Mais nous pouvons d’ores et déjà assurer à nos lecteurs que nous n’avons perdu aucun procès lié au COVID.

Mais nous n’en avons pas gagné non plus.

Nous nous attacherons à collecter les expériences de toute personne, pouvoir public, entrepreneurs, citoyens, et à les inclure dans un environnement juridique global, pour que se dessinent les contours du droit auquel cette crise a donné lieu.

Le contexte

C’est un fait, le contexte de distanciation sociale paralyse le pays, et a fortement ralenti nos institutions. Pour permettre au gouvernement de prendre les mesures qui peuvent s’imposer, il lui a notamment été autorisé de légiférer par voie d’ordonnance : en clair, le parlement a renoncé à son pouvoir au profit du gouvernement, qui devient, le temps de la crise, à la fois le pouvoir exécutif et le pouvoir législatif. Le pouvoir de contrôle du Parlement demeure toutefois, mais de manière plus ténu qu’à l’accoutumé. La solidarité gouvernementale exigée par le couple de l’exécutif (Président, premier ministre) demeure. Il n’y ainsi ni débat, ni opposition.
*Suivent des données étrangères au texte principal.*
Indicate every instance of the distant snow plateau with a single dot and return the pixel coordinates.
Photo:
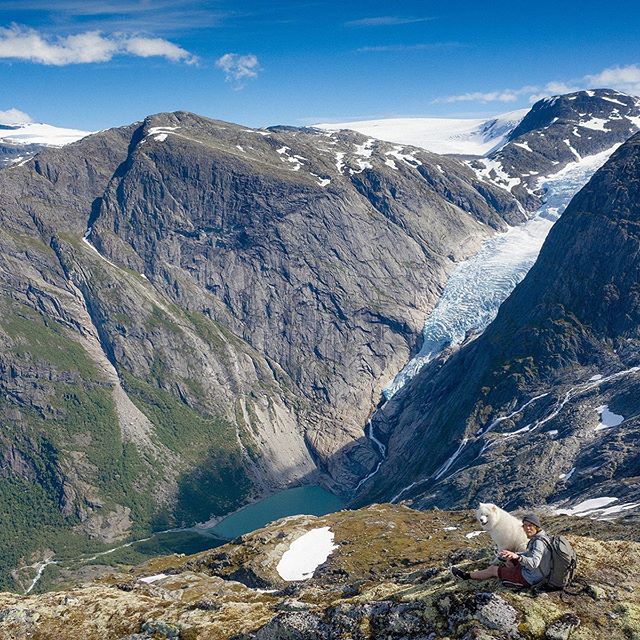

De même, le gouvernement peut déclarer « l’état d’urgence sanitaire » et prendre ainsi nombre de mesures qu’en temps normal, il ne pourrait pas prendre. Il le fait au nom de l’intérêt général, notion dont le contour est imprécis et évolutif comme le démontre la jurisprudence administrative et constitutionnelle.

Pendant ce temps, les parlementaires sont confinés, et, pour la plupart d’entre eux, ils ne reviendront pas à l’Assemblée ou au Sénat avant la fin du confinement, dont on ne sait d’ailleurs toujours pas quelle forme il prendra. Au moment du vote de la loi n° 2020-290 du 23 mars 2020 d’urgence pour faire face à l’épidémie de covid-19 d’ailleurs, il était recommandé  qu’ils ne soient pas trop nombreux à voter, pour respecter la « distance de sécurité sanitaire ». Le système des procurations a pu pallier ces absences, mais l’image, pour symbolique qu’elle soit, reste impressionnante.  Raison pour laquelle les mesures que cette loi permet au gouvernement de prendre, puisque rien n’est prévisible dans cette période exceptionnelle que nous vivons, a été rédigée avec un périmètre et un objet  larges. Raison pour laquelle aussi le spectre de l’autoritarisme s’est profilé.